The Bjarnarflag Geothermal Station in the Lake Mývatn area is the smallest geothermal station owned by Landsvirkjun and the first of its kind in Iceland. The station generates 3 MW, using the steam from the geothermal area near Námafjall Mountain.
In addition to generating 18 GWh of electricity annually, Bjarnarflag provides steam for the local district heating system and industrial use, as well as geothermal water for the nature baths at Lake Mývatn.
Geologically, Iceland is relatively young. The country is a volcanic island, located on a hotspot on the Mid-Atlantic Ocean Ridge, where the North American and Eurasian plates meet. Geothermal heat is considerable in most parts of the country, and in many places hot water from just below the surface is used to heat homes and for energy production.

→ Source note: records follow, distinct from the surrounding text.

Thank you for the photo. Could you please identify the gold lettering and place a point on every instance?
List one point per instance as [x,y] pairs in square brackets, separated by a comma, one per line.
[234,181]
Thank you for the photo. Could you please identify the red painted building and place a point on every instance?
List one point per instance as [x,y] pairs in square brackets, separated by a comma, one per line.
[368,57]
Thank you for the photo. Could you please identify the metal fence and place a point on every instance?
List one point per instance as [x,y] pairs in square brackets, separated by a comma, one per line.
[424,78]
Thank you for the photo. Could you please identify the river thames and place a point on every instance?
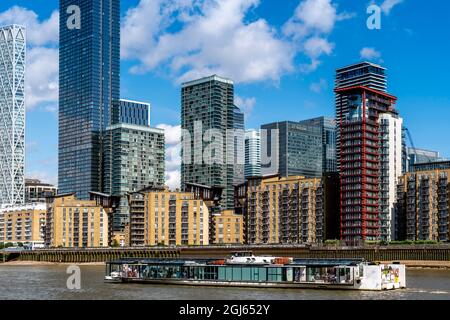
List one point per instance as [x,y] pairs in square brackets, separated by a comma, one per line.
[49,283]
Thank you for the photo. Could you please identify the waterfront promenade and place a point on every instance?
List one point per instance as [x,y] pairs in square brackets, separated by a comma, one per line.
[412,255]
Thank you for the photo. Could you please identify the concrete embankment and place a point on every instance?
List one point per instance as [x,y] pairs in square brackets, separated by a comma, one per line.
[425,254]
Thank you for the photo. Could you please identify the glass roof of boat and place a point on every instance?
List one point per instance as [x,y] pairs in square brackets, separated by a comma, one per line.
[295,262]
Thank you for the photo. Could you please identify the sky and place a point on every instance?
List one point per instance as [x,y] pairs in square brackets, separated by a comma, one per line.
[282,59]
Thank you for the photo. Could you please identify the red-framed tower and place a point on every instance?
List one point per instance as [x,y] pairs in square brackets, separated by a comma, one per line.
[360,169]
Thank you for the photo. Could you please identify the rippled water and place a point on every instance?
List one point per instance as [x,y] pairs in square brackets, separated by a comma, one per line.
[49,282]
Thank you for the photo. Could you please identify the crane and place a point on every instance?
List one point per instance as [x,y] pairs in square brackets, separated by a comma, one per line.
[413,146]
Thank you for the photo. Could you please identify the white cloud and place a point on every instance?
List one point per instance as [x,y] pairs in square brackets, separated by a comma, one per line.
[42,56]
[44,176]
[214,38]
[38,33]
[388,5]
[245,104]
[41,76]
[319,86]
[369,53]
[173,159]
[309,27]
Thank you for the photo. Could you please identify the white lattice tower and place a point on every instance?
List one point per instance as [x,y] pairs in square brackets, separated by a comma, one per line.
[12,114]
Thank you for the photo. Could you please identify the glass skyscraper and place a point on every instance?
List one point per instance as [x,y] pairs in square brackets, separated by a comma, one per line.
[133,160]
[131,112]
[239,147]
[208,103]
[328,129]
[299,149]
[12,114]
[89,82]
[252,153]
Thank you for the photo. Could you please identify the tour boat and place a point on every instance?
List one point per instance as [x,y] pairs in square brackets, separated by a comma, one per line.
[247,270]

When precipitation runs through the hot bedrock, the water heats up, resulting in hot springs on the surface and steam chambers underground. In low-temperature areas, hot water is primarily used to heat homes, while high temperature areas produce hot steam under pressure.
Steam is led from boreholes to turbines inside the powerhouses of geothermal plants, transforming thermal energy into electricity. The total installed capacity of geothermal energy in Iceland is 575 MW.
Landsvirkjun operates two geothermal plants with an installed capacity of 63 MW.